HIS light flashed 15 million times.

The short glare flickered under movie marquees and on street corners. At Hastings, Granville, and Robson streets Foncie Pulice took photos of business colleagues, couples, and families, charging 75 cents for three pictures or $1 for five.

Taking an average of more than 1,000 photos six days a week for 45 years, Pulice ran a successful business while inadvertently documenting Vancouver.

A small portion of his immense life's work will be on display beginning June 6 at the Museum of Vancouver in the exhibition Foncie's Fotos: Man on the Street.

For the last three decades of his career as a street photographer, Pulice used a camera that vaguely resembled a robot sidekick in a 1950s science fiction movie.
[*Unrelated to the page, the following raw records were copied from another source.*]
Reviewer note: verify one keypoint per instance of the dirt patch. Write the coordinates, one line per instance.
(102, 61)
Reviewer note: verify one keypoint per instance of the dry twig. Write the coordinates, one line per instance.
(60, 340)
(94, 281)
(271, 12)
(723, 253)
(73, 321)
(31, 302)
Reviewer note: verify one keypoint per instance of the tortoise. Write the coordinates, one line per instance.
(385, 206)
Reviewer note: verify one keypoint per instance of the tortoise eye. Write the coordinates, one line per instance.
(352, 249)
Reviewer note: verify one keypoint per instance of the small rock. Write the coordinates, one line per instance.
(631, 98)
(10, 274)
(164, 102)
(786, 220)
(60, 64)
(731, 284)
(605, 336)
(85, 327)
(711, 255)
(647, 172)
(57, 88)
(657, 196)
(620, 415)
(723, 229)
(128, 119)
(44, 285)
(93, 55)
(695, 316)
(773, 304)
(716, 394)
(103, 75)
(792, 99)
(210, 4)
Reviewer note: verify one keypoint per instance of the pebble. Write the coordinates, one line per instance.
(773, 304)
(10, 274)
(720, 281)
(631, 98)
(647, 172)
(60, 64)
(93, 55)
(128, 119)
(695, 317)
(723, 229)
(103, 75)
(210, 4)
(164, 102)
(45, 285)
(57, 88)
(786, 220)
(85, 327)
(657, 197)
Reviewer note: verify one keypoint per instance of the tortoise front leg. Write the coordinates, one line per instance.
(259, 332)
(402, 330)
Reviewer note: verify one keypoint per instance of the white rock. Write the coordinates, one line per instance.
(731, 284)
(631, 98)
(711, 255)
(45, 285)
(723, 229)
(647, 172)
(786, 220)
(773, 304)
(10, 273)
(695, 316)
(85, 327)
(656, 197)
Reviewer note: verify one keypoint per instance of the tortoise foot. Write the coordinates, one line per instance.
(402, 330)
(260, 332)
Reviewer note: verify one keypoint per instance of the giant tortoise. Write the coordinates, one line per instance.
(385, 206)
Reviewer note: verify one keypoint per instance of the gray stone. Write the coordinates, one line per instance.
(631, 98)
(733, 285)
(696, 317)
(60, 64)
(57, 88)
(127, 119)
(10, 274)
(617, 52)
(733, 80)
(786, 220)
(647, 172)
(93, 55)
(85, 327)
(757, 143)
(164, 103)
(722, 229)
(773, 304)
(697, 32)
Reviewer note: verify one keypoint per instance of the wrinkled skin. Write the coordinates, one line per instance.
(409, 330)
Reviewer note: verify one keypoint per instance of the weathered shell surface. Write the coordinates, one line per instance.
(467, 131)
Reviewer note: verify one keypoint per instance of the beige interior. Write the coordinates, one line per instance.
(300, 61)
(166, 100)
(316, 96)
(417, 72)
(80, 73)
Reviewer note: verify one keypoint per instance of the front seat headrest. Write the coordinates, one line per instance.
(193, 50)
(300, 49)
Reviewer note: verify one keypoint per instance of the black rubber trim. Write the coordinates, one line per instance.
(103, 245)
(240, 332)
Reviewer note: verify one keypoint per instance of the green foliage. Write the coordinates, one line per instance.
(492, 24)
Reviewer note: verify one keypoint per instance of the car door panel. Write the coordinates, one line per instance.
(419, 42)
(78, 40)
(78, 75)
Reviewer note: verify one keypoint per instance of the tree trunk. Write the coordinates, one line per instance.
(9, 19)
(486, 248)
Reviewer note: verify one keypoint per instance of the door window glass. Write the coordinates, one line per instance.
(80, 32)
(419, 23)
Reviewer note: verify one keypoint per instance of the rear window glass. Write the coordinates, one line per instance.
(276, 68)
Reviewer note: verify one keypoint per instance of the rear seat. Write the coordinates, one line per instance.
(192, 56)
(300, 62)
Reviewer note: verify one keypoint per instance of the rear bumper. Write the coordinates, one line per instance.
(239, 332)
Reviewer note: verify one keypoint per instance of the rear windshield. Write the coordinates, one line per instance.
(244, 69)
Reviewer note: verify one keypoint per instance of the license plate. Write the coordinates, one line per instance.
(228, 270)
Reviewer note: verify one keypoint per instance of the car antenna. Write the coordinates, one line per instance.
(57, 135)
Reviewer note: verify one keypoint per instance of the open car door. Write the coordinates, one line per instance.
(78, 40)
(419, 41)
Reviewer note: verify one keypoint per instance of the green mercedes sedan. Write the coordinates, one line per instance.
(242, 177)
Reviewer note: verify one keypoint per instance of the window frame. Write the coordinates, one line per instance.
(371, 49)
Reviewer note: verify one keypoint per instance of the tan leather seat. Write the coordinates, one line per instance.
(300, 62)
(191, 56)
Fitted with wheels, the camera featured a steel body pieced together out of war surplus material that housed a movie reel's worth of film.

The contraption eventually rolled its way into the Museum of Vancouver where it was discovered by curator Joan Seidl.
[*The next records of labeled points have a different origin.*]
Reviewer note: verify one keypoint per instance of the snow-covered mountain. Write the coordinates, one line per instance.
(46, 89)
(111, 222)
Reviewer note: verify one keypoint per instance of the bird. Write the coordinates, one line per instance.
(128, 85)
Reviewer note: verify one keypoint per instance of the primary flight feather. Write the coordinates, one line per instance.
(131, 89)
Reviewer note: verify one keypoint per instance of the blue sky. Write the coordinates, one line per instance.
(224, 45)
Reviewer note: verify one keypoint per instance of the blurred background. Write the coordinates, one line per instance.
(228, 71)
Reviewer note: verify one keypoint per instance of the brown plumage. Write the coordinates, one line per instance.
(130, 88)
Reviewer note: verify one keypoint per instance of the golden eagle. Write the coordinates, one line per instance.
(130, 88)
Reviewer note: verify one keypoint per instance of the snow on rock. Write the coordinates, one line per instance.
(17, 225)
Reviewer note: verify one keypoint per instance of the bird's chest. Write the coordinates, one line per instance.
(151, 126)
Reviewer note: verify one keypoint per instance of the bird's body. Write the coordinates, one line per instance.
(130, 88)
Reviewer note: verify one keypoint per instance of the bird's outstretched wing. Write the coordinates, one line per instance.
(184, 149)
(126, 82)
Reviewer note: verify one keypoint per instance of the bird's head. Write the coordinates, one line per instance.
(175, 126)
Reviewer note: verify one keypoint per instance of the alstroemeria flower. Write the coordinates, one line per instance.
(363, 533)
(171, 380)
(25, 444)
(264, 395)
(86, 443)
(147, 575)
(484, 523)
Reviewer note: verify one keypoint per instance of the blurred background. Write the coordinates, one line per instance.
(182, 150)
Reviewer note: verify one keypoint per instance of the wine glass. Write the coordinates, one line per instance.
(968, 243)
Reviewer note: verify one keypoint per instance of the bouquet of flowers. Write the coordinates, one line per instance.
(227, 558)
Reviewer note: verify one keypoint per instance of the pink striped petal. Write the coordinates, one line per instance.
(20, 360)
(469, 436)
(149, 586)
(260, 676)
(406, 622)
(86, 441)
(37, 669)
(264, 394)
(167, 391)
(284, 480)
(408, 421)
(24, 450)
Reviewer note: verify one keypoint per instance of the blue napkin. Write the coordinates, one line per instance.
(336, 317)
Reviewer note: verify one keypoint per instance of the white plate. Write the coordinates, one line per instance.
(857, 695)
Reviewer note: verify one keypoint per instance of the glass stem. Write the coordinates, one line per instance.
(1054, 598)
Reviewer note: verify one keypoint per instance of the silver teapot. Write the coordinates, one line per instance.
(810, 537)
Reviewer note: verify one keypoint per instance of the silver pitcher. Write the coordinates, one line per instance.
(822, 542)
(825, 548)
Initially befuddled by the massive camera inscribed with the word Foncie's, Seidl recalled the ubiquitous nature of Foncie photos among many Vancouverites.
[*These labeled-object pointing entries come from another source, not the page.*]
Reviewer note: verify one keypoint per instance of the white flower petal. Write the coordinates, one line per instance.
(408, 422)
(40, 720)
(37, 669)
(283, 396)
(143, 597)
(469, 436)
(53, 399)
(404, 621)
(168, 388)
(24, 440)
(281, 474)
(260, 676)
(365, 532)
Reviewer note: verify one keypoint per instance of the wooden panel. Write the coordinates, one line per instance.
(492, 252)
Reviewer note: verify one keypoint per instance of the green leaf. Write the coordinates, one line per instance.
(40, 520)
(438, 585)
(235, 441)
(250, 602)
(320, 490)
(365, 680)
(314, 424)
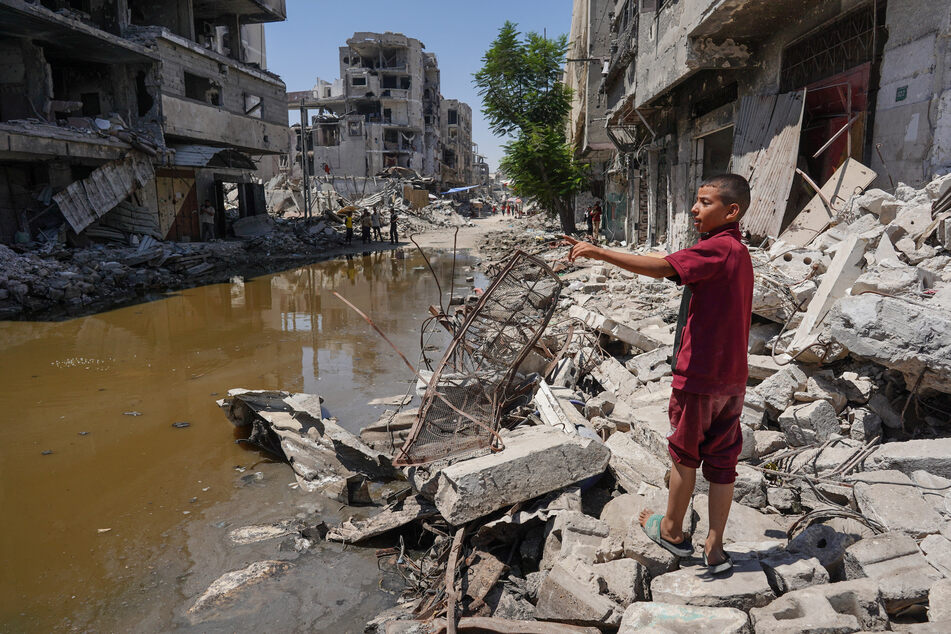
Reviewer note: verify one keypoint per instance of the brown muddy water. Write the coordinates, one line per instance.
(115, 520)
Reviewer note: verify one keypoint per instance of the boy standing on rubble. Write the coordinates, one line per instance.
(710, 366)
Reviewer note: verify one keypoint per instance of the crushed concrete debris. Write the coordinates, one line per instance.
(841, 504)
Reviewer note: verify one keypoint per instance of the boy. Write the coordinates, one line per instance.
(710, 363)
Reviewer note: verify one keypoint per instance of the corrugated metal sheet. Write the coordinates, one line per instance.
(86, 200)
(765, 148)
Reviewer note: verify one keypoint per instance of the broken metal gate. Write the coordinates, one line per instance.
(469, 389)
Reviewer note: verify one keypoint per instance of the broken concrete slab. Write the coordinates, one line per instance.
(570, 594)
(891, 498)
(394, 516)
(744, 588)
(939, 601)
(744, 524)
(778, 390)
(809, 423)
(652, 365)
(572, 534)
(904, 336)
(788, 572)
(613, 329)
(848, 606)
(845, 269)
(624, 580)
(937, 491)
(932, 455)
(825, 544)
(937, 550)
(632, 464)
(224, 590)
(892, 559)
(669, 618)
(535, 461)
(318, 449)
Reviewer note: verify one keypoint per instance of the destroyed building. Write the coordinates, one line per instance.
(122, 116)
(385, 111)
(760, 88)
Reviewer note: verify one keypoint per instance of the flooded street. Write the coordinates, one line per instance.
(116, 519)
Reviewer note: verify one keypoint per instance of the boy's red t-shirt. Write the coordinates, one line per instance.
(713, 347)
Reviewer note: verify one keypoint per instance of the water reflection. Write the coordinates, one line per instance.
(71, 388)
"You'd visit people who were donating artifacts and they'd whip out their family albums and you'd start to see these street photographs over and over and over again," she says.

Those photographs, mainly of pedestrians captured in mid-stride, were the work of a Britannia high school graduate who was looking to transition from his job as a house painter into the burgeoning field of street photography.

"He had a friend who was working as a street photographer for one of the local papers, and I think he observed that this friend was meeting lots of girls. Much more than he was," Seidl says.

In the mid-1930s companies like Metro Photos, Electric Photos, Souvenir Walkie Snaps, and Kandid Kamera employed photographers who snapped pictures for cash.

Pulice soon found work as an assistant street photographer, meeting many girls in the process.

Following the Second World War Pulice founded his own company: Foncie's Fotos.

With the public unable to get film, Pulice took thousands of photographs of beaming families and returning servicemen.

The business succeeded based on a tremendous work ethic and just a little bit of charm, according to Seidl.

"He would catch your eye, he would smile at you and the idea was you'd smile back. He'd snap the shutter and then hand you a little card," she says.

The card was the claim ticket, leading customers to the storefront where Pulice's wife, Ann, would match clients with their pictures.

Pulice worked six days a week, according to Seidl. "By seven in the morning he was down in the basement of his family home on Oak Street, developing the proofs of the photos that he'd taken the previous day. By 11 o'clock he'd be downtown," she says.

He generally wheeled his camera to his favourite corner on the east side of Granville Street near Robson where he flashed his bulb at the lunchtime foot traffic. After heading home for dinner, Pulice would often return to photograph moviegoers and night owls strolling beneath neon marquees.

Despite describing him as a charismatic, "one-person community engagement co-ordinator," Seidl says Pulice mainly let his camera to the talking.

"He didn't actually talk to people," she says, explaining that Pulice really didn't have time for conversation.

When viewing the negatives, Pulice's work often has a flip-book-like continuity, as the Vancouverite in the background of one photo becomes the focal point of the next picture, creating a chain of passersby.

"This is constant. No time for talk. Just smile, snap, hand the card," Seidl says.

Pulice supported his wife and two children with his craft before eventually stepping off the street in 1979.

"He didn't privilege anyone. He photographed everybody through this incredibly open-hearted, democratic approach to photography," she says.

The museum is planning to showcase 10,700 of his photographs at the exhibition.

"Any one photograph is charming, but when you see 100 or 200 or, as we have in the exhibition, 10,000. . . it's really powerful," Seidl says.

The museum has also digitized a reel of Pulice's negatives, giving culture-seekers a chance to experience the photog by watching a continuous loop comprising all 10,700 photos.

"I think it'll be the rare visitor who decides to go for that experience," Seidl says.

Part of the aim of the exhibit is to bring a little more life to the myriad of black and white pictures that adorn countless Vancouver photo albums.

"I hope that they start to see how they were a part of Vancouver's history and the wonderful history of street photography that happened here," she says.

The other aim of the exhibit is to showcase a forgotten fixture of the city.

"I think he's a local treasure and one of our unsung heroes."